Ouvi histórias de mil búfalos apodrecendo na campina, deixados pelo homem branco que atirou neles de um trem que passava. Eu não compreendo. Para nós, as feras são nossas irmãs. O que é o homem sem os animais? Se todas as feras se fossem, o homem morreria de uma grande solidão espiritual. Pois o que quer que ocorra com a fera, logo ocorre com o homem. Isto nós sabemos: todas as coisas estão conectadas. Qualquer coisa que aconteça com a Terra, acontece com os filhos da Terra. O homem não tece a teia da vida; ele é simplesmente uma corrente nela. O que quer que ele faça para a teia, faz para si mesmo. Mas consideraremos sua oferta de ir para a reserva que você preparou para o meu povo. Nós viveremos à parte, em paz. Uma coisa nós sabemos e que o homem branco pode descobrir um dia - nosso Deus é o mesmo Deus.

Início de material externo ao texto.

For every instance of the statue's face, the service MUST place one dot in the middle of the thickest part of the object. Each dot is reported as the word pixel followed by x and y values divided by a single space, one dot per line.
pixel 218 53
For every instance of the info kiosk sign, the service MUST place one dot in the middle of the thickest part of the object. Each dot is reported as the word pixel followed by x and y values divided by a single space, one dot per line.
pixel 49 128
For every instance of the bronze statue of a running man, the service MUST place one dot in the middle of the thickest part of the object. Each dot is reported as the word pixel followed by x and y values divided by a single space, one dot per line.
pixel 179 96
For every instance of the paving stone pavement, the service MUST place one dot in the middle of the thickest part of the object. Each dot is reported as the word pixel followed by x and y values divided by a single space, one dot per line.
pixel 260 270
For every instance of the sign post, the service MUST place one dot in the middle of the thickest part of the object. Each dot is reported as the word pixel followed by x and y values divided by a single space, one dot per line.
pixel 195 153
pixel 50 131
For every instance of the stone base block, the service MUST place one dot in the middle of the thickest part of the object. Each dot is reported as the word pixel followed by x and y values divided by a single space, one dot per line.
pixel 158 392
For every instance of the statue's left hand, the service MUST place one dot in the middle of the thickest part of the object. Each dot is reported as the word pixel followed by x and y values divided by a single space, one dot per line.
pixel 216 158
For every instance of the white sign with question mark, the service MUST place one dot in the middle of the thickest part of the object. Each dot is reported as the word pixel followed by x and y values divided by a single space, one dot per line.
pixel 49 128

Você pode pensar agora, que o possui quando deseja ter nossa terra, mas você não pode.
Ele é o Deus do homem, e sua compaixão é igual para o homem vermelho e para o branco. Esta terra é preciosa para ele e ferir a terra é desonrar seu Criador. Os brancos também passarão, talvez mais cedo do que todas as tribos. Continuem a contaminar seu leito, e uma noite vocês irão sufocar-se em sua própria devastação. Porém, ao sucumbir, você irá brilhar vivamente, iluminado pela força do Deus que o trouxe a esta terra e por alguma finalidade especial concedeu-lhe domínio sobre esta terra e sobre o homem vermelho. Para nós, esse destino é um mistério, pois não compreendemos como os búfalos são todos massacrados, os cavalos selvagens são domesticados, e a visão das colinas estão obscurecidas pelos fios elétricos. Onde estão as matas? Foram-se. Onde está a águia. Foi-se. E o que é dizer adeus ao veloz pônei e à caça? O fim do viver e o início do sobreviver. Por isso consideraremos sua oferta de comprar a terra.
Se consentirmos, será para assegurar a reserva que nos prometeu. Ali, quem sabe, possamos viver nossos breves dias como desejamos. Quando o último homem vermelho houver partido desta Terra, e sua memória for apenas a sombra de uma nuvem movendo-se pelas pradarias, estas praias e florestas manterão ainda o espírito do meu povo. Pois eles amam esta Terra como um recém-nascido ama as batidas do coração de sua mãe. Por isso, se vendermos nossa terra, ame-a como nós a amamos. Cuide dela como nós cuidamos. Mantenha em sua mente a memória da terra como ela era quando você se apropriou dela. E preserve-a para seus filhos, e ame-a, assim como Deus nos ama a todos. Nosso Deus é o mesmo Deus. Esta Terra é preciosa para ele. Mesmo o homem branco não pode estar isento do destino comum. Depois de tudo, talvez, nós podemos ser irmãos.